Öncelikle içinde bulunduğum büyük bir gururla toplumsal bellek platformundan söz edeyim, size. Bizler ilk defa 1980 yılında öldürülen yazar yapımcı Ümit Kaftancıoğlu ailesinden Canan Kaftancıoğlu’nun çabasıyla bir araya geldik. Sıcak bir haziran günü “Babalar Günü” etkinliğinde buluşan, bu coğrafyada yaşamının önü kesilmiş 16 aileydik, hatta etkinliğin adı “benim babam bir kahramandı”. Bu isim hiç birinizi yanıltmasın. Çünkü bizler kahraman babalar yahut kahramanlaştırılan babalar düşlemedik. Hatta Breth in Galile(Bertolt Brecht’in 1890-1956) oyununda çok güzel bir sözü vardır: “Ne yazık kahramanlar yetiştiren toplumlara” der, Breth. Bu söylem içte zihnimizdeydi. Yalnızca hayatlarımızın çok çeşitli dönemeçlerinde yanımızda olan iyi ve kötü zamanlarımızda söyleyeceğimiz, başımızda omuzlarımızda zaman hissedebileceğimiz, babalarımızla birlikte yaşamımızı sürdürmeye niyetlendik. İstedik ki devlet kahraman olsun. Bizim babalarımızı, bu ülkenin de yazarlarını, şairlerini gazetecilerini, gazetecilerini, aydınlarını korusun.

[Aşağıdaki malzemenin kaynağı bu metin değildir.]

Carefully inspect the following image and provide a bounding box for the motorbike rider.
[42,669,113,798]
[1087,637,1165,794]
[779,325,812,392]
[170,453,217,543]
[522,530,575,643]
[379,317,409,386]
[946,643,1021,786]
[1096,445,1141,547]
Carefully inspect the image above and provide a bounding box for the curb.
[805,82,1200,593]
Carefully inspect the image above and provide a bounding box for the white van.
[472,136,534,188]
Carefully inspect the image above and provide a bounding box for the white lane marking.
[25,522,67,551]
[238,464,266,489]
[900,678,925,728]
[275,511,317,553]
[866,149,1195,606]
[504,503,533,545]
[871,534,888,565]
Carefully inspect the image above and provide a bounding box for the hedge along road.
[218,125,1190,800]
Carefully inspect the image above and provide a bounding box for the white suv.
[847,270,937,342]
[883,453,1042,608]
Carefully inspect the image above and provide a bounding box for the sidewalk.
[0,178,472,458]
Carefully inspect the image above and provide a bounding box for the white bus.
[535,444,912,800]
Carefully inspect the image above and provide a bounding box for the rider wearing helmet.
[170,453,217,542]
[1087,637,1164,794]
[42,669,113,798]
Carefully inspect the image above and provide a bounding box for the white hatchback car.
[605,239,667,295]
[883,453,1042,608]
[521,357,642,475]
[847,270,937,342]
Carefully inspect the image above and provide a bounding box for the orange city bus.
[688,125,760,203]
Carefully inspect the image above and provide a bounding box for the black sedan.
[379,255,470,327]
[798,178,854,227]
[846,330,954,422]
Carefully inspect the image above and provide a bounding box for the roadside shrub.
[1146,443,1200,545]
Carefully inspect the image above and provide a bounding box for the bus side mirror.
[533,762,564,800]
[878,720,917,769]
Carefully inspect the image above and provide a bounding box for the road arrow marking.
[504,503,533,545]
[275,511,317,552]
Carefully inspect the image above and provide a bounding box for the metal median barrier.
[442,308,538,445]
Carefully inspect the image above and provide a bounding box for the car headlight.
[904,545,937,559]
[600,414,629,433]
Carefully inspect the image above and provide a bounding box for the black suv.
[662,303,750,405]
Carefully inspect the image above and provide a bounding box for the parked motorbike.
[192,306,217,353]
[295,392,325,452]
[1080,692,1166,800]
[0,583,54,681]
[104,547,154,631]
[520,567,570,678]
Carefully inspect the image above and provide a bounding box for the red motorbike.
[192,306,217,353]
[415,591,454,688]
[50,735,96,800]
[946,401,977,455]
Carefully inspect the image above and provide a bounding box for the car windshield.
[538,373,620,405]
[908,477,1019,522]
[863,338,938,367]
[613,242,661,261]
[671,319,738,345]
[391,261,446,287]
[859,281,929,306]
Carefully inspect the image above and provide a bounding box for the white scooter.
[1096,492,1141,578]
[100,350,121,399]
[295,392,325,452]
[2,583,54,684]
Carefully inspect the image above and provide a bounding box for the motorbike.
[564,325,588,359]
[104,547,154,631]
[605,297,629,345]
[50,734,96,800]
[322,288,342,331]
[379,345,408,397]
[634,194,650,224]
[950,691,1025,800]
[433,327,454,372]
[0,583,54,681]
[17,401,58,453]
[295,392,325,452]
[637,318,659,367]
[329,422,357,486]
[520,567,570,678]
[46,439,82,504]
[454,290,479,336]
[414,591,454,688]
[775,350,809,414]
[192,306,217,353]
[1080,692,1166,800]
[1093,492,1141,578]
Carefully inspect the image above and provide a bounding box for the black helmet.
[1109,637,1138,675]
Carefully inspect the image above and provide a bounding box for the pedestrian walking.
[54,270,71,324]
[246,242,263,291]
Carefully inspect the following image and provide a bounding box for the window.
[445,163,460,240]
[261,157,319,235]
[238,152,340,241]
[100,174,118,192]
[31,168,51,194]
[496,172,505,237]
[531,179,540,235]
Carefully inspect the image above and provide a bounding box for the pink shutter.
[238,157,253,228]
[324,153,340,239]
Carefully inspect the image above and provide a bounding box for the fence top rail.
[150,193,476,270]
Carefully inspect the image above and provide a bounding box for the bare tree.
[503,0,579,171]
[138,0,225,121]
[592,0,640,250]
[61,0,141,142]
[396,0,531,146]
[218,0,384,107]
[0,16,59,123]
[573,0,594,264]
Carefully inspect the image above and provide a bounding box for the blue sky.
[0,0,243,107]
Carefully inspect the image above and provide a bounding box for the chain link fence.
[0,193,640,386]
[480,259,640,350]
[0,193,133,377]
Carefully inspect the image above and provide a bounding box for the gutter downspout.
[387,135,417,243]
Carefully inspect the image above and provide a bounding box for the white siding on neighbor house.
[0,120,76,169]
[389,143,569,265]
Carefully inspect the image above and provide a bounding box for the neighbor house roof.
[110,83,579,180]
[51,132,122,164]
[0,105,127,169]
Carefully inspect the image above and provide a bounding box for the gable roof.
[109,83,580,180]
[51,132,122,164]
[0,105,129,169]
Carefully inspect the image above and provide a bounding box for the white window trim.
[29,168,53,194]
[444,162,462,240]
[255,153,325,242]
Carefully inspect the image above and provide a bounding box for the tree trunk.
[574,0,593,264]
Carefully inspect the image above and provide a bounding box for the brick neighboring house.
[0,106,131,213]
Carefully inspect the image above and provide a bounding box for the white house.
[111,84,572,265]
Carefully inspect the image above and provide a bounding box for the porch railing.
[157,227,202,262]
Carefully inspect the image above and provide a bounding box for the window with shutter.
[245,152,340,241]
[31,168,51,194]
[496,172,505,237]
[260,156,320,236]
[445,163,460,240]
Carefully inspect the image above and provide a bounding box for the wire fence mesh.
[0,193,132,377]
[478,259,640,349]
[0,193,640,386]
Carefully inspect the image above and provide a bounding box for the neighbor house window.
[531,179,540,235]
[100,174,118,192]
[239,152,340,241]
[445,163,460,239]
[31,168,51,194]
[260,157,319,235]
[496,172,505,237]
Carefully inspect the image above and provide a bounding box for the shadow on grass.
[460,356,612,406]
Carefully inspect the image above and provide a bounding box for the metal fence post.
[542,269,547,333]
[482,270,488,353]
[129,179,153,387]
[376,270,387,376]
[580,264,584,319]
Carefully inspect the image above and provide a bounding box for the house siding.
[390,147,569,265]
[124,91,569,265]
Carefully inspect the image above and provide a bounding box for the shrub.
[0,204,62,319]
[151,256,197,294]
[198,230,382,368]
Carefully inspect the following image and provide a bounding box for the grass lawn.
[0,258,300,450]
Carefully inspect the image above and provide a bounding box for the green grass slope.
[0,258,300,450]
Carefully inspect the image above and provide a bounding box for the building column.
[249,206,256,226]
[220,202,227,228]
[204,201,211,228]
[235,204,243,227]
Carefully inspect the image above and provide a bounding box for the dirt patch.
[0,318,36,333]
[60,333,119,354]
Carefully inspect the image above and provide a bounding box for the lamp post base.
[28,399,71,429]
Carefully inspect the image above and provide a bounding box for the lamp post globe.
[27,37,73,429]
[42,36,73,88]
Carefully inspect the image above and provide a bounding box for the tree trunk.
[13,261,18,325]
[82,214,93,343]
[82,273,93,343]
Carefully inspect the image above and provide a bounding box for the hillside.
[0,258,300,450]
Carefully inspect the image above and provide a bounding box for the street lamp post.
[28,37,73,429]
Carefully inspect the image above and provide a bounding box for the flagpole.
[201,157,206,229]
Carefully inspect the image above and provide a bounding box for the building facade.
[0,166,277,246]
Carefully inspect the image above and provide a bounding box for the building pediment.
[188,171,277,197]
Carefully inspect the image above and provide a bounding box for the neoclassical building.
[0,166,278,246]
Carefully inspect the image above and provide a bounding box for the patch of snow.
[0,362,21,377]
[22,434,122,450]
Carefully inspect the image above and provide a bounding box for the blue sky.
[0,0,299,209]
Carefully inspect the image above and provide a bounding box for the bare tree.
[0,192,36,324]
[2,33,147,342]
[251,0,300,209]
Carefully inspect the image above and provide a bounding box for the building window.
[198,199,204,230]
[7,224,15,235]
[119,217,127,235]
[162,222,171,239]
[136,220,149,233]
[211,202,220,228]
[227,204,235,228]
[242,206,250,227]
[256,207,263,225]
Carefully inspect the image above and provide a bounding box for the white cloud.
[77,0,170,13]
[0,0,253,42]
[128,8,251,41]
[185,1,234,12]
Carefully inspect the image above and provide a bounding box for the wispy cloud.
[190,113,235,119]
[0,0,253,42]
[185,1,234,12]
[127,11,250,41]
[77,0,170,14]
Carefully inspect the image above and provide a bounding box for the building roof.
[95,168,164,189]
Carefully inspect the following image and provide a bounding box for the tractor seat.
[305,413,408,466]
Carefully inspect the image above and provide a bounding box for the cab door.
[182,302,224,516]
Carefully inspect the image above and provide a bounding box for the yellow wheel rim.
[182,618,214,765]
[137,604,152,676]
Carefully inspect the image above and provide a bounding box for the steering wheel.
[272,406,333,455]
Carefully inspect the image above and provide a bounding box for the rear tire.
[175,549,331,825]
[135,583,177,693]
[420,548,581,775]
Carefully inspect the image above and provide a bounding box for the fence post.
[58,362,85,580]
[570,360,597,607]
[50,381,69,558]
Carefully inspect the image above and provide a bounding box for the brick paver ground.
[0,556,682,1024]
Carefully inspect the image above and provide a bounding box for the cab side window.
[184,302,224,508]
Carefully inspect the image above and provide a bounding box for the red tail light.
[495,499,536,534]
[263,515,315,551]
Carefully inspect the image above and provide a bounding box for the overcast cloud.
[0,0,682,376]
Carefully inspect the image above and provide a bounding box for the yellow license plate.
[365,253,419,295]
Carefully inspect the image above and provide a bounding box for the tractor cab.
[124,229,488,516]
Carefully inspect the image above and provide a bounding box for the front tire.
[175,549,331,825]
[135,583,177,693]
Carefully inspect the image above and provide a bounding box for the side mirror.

Etkinliğin amacı, Türkiye’nin yaşanılması için bir geleceğe sahip olması kahramanca ölümün üstüne yürüyen bu onurlu insanları yeni kuşaklara güçlü ve doğru bir biçimde anımsatmaktı. Sadece nasıl değil, neden öldürüldüklerini de göstermekti, bir anlamda. Etkinlik sonrası sürdürdüğümüz görüşmelerle kimi çoğu birbirimizi iyi tanıyorduk ve yakından tanıyorduk. Birbirimize daha da çok benzediğimizi sevinçle ve gururla gördük. Bir aile olduğumuzu hissettik. Aileye her geçen gün yeni bireyler eklendi. Üzülerek gördük aslında ne kadar geniş bir aile olduğumuzu! Bu isimleri gelecek kuşaklara doğru taşımayı hedefleyip toplumsal belleğimizde diri tutmak adına neler yapabileceğimizi konuştuk. Bu konuşmalar sırasında ailelerin geçmişte yaşadıkları ve karşılaştıkları hukuksuzluğun, adaletsizliğin birbirinin nerdeyse aynı olduğunu gördük.
Adalet arayışımız bu cinayetlerin arkasındaki karanlık ve örgütlü güçlerin açığa çıkarılabilmesi için ortak bir çabaya dönüştü ve ilk defa Abdi İpekçi’nin katili, Ağca’nın salındıktan sonra reklam yıldızına dönüşmesini arzu eden zihniyete karşı bir bildiri yayınladık. Tabi asıl üzücü olan tetikçilerin yüceltilmesi, maddi ve manevi olarak desteklenmesi idi ve hala öyle. Ses getiren cinayetleri işleyenlere evlenme teklifleri gelmesi bile tüm dünyada rastlanan bir psikoz örneği. Öte yandan katillerin örgütlü bir biçimde kaçırılması, anı fotoğrafları çektirilmeye çalışılması, eli kanlı kişilerle gurur duyulması ne yazık ki bizim ülkemize has bir görüntü ve moda.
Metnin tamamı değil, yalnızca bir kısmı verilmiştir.